Curating inputs that stretch my perspective
Inspiration also comes from what I choose to surround myself with, and the variety of diverse, brilliant minds at Havas, this is often one of the first places I’ll turn. I’m lucky to work closely with my colleagues in PR, social, media, events, corporate comms, CX, and more. Just being around that mix of skills gives me access to perspectives I wouldn’t get anywhere else!
But beyond my work home, I always supplement my inspiration pot with varied inputs - reading outside the marketing world, dipping into psychology or anthropology are loves of mine, or watching documentaries on subjects I know nothing about. Or, when life needs to go horizontal, and I end up going down a TikTok rabbit hole that starts with one video and ends somewhere completely unexpected.
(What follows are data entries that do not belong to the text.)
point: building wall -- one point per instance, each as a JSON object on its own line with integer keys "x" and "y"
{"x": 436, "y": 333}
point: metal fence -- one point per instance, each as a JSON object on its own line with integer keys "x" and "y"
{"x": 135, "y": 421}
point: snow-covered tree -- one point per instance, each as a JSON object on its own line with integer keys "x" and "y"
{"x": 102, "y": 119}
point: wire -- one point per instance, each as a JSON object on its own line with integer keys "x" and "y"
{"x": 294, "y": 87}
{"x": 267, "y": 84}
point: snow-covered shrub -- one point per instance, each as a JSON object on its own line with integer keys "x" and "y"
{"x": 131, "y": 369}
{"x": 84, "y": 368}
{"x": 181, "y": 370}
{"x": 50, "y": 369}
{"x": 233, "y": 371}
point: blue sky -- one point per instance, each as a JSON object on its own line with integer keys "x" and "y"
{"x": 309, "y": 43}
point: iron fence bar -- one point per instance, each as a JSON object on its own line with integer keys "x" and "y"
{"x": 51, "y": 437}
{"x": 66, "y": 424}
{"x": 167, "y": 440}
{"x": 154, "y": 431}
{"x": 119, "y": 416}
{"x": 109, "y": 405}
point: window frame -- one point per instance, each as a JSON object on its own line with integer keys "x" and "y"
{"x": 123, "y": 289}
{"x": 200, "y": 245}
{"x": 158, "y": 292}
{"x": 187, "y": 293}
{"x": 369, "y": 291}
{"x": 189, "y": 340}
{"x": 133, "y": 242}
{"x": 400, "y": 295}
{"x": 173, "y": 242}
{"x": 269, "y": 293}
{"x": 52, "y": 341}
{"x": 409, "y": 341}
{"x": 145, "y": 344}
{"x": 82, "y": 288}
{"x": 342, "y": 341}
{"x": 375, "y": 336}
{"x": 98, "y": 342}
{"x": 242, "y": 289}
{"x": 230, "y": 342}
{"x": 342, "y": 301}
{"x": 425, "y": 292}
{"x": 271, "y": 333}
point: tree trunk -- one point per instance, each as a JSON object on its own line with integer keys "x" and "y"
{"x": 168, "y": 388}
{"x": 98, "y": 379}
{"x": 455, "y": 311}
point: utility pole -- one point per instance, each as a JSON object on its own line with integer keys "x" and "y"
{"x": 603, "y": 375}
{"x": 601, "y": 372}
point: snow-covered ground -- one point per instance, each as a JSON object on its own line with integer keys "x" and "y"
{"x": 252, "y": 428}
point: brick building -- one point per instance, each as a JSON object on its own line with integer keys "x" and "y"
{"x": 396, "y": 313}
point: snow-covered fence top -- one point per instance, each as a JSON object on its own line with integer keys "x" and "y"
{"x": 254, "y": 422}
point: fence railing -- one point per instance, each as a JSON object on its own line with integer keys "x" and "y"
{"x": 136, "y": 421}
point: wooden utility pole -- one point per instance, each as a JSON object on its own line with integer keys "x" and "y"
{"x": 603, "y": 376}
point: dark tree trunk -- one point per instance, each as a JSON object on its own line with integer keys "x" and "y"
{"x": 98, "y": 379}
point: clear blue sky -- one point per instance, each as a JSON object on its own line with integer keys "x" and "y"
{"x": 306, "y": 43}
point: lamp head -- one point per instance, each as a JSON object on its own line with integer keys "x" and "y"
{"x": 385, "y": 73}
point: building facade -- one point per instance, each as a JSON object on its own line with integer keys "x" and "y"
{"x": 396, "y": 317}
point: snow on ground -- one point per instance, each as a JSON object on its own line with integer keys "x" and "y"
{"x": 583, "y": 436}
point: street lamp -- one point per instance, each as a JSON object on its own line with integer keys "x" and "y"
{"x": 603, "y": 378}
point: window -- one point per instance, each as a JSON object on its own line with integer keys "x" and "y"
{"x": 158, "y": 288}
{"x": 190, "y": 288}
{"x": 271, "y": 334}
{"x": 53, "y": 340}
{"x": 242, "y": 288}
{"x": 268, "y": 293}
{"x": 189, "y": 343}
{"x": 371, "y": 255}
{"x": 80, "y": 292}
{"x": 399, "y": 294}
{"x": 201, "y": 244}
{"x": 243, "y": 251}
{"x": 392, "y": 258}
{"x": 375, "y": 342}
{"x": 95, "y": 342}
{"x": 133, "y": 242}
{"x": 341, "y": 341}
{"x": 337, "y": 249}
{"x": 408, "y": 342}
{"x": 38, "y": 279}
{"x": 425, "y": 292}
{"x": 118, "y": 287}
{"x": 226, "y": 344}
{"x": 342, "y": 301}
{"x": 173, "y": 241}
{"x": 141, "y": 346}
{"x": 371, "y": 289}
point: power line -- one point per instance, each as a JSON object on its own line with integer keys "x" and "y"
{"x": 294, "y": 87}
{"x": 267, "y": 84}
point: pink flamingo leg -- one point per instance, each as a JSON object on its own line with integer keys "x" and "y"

When I give myself a wider set of ingredients, I feel like I can make more interesting mental connections and my strategic thinking feels bigger and more exciting because I stop thinking purely through the lens of briefs, campaigns, or categories.
Letting myself be challenged and changed
The final part, and maybe the most important is remaining open to being wrong. My inspiration often comes from moments that challenge what I thought I knew. A throwaway comment in a café that contradicts the category narrative. A behaviour that doesn’t match the research deck. A colleague pushing back on an assumption I didn’t even realise I was making. These moments can feel uncomfortable, but that’s exactly why they’re valuable. They force me to rethink, reframe, and sometimes completely reset my understanding of a problem. And that’s where the fresh thinking comes from.
Being a strategist isn’t about having the answers straight away, it’s about being curious enough to let the world shift your perspective.